La fondation de cet édifice est grammaticale. La règle selon laquelle « le masculin l’emporte sur le féminin » ne relève pas de la logique linguistique : elle est une construction idéologique, codifiée au XVIIᵉ siècle par Vaugelas et explicitement justifiée par Nicolas Beauzée en 1767 : « Le genre masculin est réputé plus noble que le féminin à cause de la supériorité du mâle sur la femelle. »

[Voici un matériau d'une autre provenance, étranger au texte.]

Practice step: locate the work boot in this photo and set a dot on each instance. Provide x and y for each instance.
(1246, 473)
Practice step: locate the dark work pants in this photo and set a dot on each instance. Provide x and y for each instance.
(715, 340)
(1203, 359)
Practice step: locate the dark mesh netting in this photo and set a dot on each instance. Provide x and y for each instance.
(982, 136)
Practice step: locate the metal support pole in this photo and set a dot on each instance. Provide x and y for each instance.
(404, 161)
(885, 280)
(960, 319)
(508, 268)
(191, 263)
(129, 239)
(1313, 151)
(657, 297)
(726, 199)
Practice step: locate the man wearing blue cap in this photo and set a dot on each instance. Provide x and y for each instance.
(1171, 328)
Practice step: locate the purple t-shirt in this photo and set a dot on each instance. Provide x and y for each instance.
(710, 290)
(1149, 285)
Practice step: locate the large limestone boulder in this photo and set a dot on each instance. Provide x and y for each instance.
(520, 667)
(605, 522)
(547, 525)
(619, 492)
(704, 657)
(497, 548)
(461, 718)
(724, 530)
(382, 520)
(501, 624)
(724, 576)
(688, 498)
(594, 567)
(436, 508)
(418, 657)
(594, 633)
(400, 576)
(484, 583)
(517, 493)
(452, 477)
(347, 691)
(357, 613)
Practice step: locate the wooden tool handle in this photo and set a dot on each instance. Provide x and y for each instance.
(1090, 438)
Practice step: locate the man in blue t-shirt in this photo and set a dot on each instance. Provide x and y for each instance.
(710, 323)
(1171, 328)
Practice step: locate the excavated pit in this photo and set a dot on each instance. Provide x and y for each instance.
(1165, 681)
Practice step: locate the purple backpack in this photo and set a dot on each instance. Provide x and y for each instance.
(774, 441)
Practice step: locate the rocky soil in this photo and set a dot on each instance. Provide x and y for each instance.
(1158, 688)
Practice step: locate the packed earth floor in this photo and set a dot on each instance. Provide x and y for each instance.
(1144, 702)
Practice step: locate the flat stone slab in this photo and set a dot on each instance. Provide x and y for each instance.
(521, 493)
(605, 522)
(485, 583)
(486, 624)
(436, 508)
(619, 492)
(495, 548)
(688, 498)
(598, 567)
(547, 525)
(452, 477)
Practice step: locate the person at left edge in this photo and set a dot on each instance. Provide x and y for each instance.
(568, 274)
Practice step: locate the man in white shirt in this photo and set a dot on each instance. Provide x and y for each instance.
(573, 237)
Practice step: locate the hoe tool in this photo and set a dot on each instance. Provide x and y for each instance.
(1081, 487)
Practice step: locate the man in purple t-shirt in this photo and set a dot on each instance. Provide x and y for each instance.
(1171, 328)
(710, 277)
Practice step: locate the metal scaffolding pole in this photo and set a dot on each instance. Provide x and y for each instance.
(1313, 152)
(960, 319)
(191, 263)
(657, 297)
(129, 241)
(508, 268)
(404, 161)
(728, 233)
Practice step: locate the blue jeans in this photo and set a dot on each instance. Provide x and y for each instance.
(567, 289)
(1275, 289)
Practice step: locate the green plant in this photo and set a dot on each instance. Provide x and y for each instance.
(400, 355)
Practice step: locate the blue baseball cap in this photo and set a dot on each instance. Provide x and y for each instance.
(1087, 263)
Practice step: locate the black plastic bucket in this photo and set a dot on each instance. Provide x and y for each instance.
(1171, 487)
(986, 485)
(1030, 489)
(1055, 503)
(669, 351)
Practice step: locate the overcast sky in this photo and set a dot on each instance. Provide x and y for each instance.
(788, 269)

Cette phrase, écrite il y a trois siècles, continue de faire autorité dans la syntaxe française. J’avais coutume de soumettre à mes élèves cette observation : quelle aberration logique que de voir quatre-vingt-dix-neuf princesses et un va-nu-pieds se fondre indistinctement sous le pronom ils — un tel effacement du féminin dans la norme grammaticale ne saurait être qualifié autrement que de lèse-majesté linguistique. Elle implique surtout que le masculin incarne l’universel, et le féminin, l’exception.
Cette asymétrie se retrouve jusque dans la morphologie : le féminin se forme presque toujours à partir du masculin par addition d’un suffixe (acteur / actrice, directeur / directrice, avocat / avocate), faisant de la femme une forme secondaire, dérivée de l’homme — une note de bas de page dans la grammaire du monde. Et sans verser dans une rhétorique inféconde, j’oserai cette image : comme si la grammaire française avait relu la Genèse avec zèle ; de même qu’Ève fut tirée de la côte d’Adam, le féminin n’y est souvent que la dérivée du masculin, simple variante grammaticale extraite de la forme originelle — le masculin, cet Adam morphologique dont la langue a fait la norme absolue.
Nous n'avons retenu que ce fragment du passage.